We jumped out of the ashes into the fire, as it turned out. At Scranton our train was held up. There were torpedoes on the track; rails torn up or something. For want of something better to do, we went out to take a look at the town. At the head of the main street was a big crowd. Untaught by experience, we bored our way through it to where a line of men with guns, some in their shirt-sleeves, some in office coats, some in dusters, were blocking advance to the coal company's stores. The crowd hung sullenly back, leaving a narrow space clear in front of the line. Within it a man—I learned afterward that he was the Mayor of the town—was haranguing the people, counselling them to go back to their homes quietly. Suddenly a brick was thrown from behind me and struck him on the head.

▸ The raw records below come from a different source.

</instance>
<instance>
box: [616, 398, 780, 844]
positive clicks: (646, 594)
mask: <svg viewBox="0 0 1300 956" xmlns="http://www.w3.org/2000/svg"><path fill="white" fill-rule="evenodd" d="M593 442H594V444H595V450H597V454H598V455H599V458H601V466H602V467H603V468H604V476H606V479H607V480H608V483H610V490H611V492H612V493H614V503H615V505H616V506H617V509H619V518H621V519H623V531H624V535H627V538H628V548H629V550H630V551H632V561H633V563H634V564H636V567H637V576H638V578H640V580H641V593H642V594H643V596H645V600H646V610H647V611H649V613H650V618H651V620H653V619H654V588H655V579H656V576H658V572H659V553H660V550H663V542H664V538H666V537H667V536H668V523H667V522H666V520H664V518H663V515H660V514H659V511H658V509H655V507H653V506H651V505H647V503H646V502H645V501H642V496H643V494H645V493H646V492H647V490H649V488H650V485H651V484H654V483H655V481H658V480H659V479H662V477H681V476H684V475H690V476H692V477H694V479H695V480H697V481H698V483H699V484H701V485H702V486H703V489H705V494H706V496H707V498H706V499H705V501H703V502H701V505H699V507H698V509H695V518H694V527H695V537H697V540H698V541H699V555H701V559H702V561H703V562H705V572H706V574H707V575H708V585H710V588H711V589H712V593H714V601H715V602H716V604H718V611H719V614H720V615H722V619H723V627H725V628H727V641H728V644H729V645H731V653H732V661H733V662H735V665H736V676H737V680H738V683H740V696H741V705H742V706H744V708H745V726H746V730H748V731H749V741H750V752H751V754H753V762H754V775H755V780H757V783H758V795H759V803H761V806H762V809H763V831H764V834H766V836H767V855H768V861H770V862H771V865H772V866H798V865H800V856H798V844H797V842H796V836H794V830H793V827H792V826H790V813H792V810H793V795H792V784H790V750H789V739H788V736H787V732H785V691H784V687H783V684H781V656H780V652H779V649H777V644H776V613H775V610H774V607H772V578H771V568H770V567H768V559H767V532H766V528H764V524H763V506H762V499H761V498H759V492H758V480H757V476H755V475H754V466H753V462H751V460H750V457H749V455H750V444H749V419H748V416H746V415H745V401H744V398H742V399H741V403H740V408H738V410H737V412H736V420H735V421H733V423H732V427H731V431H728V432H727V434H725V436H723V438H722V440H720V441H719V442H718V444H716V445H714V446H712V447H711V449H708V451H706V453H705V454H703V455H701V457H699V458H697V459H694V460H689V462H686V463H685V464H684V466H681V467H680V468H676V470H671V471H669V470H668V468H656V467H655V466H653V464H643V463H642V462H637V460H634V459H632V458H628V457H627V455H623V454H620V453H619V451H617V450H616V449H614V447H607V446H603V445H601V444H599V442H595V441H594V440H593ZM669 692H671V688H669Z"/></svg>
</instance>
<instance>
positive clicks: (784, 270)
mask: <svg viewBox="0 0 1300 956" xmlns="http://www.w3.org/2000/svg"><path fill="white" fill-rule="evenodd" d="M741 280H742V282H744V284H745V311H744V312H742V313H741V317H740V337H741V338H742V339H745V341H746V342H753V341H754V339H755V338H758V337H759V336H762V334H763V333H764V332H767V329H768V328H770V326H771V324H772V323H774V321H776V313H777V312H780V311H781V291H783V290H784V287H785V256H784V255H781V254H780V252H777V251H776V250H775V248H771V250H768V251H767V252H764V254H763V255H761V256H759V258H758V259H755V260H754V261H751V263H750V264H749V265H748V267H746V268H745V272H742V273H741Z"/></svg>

I heard a word of brief command, the rattle of a score of guns falling into as many extended hands, and a volley was fired into the crowd point blank, A man beside me weltered in his blood. There was an instant's dead silence, then the rushing of a thousand feet and wild cries of terror as the mob broke and fled. We ran with it. In all my life I never ran so fast. I would never have believed that I could do it. Ed teased me to the day of his death about it, insisting that one might have played marbles on my coat-tails, they flew out behind so. But he was an easy winner in that race. The riots were over, however, before they had begun, and perhaps a greater calamity was averted. It was the only time I was ever under fire, except once when a crazy man came into Mulberry Street years after and pointed a revolver at the reporters. I regret to say that I gave no better account of myself then, and for a man who was so hot to go to war I own it is a bad showing. Perhaps it was as well I didn't go, even on that account. I might have run the wrong way when it came to the scratch.